Sono in treno, sulla Milano-Torino. Di fronte a me siedono due uomini sulla settantina. A giudicare dalle occhiate e dalle parole che si scambiano nel commentare le notizie dei rispettivi giornali aperti – “L’Unità” e “Il Tempo” – si conoscono da molti anni. Ad un certo punto inizia tra loro due una vivace discussione circa le cause del declino (specie politico) dell’Italia.
Il primo sostiene che la causa sia la nascita e la crescita – alimentata anche da un sempre più forte impoverimento culturale generale – di Berlusconi e del berlusconismo, inteso in tutte le sue varie accezioni, dal craxismo al grillismo: in breve, la sua tesi è che il problema risieda in particolare nella mania tutta italiana di affidarsi alla soluzione più facile, all’uomo forte del momento, senza approfondire le questioni politiche nella loro natura di complessità e – talvolta – di una certa dose di impopolarità.
Il secondo, spazientito, chiude con stizza “Il Tempo” e inizia a controbattere: a suo modo di vedere il declino italiano e’ dovuto alla presenza della “anomalia comunista” coincidente con una sovrarappresentazione del PCI rispetto a quanto accadeva, negli stessi anni, negli altri Paesi europei.
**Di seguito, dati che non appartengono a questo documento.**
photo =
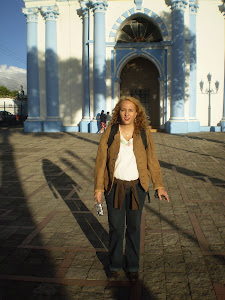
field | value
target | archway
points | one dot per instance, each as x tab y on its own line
139	78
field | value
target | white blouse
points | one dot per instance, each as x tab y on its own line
126	165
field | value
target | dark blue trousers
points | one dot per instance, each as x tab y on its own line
116	218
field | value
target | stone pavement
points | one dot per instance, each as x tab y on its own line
53	246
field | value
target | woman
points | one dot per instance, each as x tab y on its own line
123	171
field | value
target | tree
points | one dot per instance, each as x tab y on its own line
5	92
E, all’interno di questo, imputa alla specifica figura di Enrico Berlinguer, l’esistenza di un sostegno popolare al PCI (che oggi – continua – ha solo cambiato nome, ma è uguale a dire PD) composto da settori sociali (ceti medi impiegatizi, insegnanti, pensionati) che di norma dovrebbero invece essere legati al centrodestra.
“É tutta colpa di Berlinguer”, conclude tra le animate proteste del suo compagno di viaggio. Scendono a Magenta, lasciandomi da solo a pensare.
Forse ha davvero ragione lui: forse è davvero tutta colpa di Berlinguer.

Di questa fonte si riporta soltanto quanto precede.